Good design is not as subjective as people might think. It’s about how the development works with the local settlement
It was certainly a relief to be talking about what we should build and not just how customers should be helped to buy.
The proposition we were debating was whether good design would bring Nimbys onside and lead them to support housing. We agreed design was important and that design standards across the industry had to improve. Nick Boles raised the contentious point that some of the greatest places were built before any planning regulations but accepted that it was not a practical suggestion.
My position is clear: where communities and their representatives are undecided, open consultation and good design can win the day. Perhaps that’s how it should be.
But it is difficult to argue that where opposition to housing is entirely entrenched good design will convince doubters.
That should not deter the industry from embracing higher design standards and we as a company have fully committed ourselves to Building for Life 12. It about building great places where people want to live not just achieving planning.
So we are training our top 300 managers in how to use Building for Life because we need a structured conversation about development that goes beyond “I like that but don’t like this”.
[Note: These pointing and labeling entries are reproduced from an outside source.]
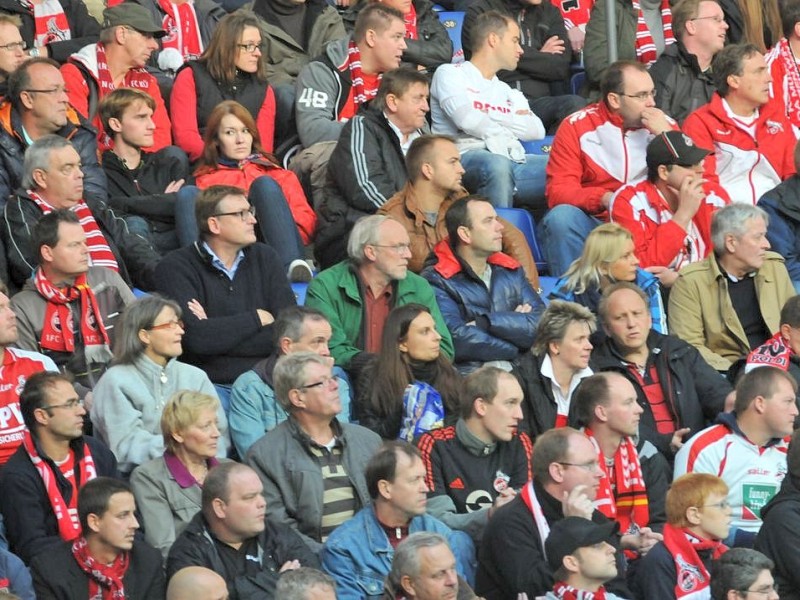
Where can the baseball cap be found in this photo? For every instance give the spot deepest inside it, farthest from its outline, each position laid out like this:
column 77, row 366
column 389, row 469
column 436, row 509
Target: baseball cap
column 134, row 16
column 674, row 148
column 571, row 533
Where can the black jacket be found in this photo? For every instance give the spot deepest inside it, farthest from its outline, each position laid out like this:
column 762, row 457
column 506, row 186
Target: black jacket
column 84, row 28
column 693, row 390
column 536, row 70
column 366, row 168
column 135, row 256
column 31, row 525
column 780, row 535
column 58, row 577
column 277, row 544
column 681, row 87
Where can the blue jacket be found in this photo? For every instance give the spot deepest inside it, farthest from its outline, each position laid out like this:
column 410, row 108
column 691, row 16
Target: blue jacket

Good design is not as subjective as people might think. It’s about how the development works with the local settlement and how we make use of the existing features on the site. It’s about how easy it is to find your way around and how well parking is integrated. It’s about the use of local styles and materials and the use of open space.
A year ago I didn’t think I’d be saying that mortgage finance is no longer the biggest issue we face. We now need policy makers - in government and in opposition - to engage in a realistic and constructive debate about barriers to supply. And for that reason, we need to Nick Boles to stay in post a while longer and be prepared to make the ultimate sacrifice!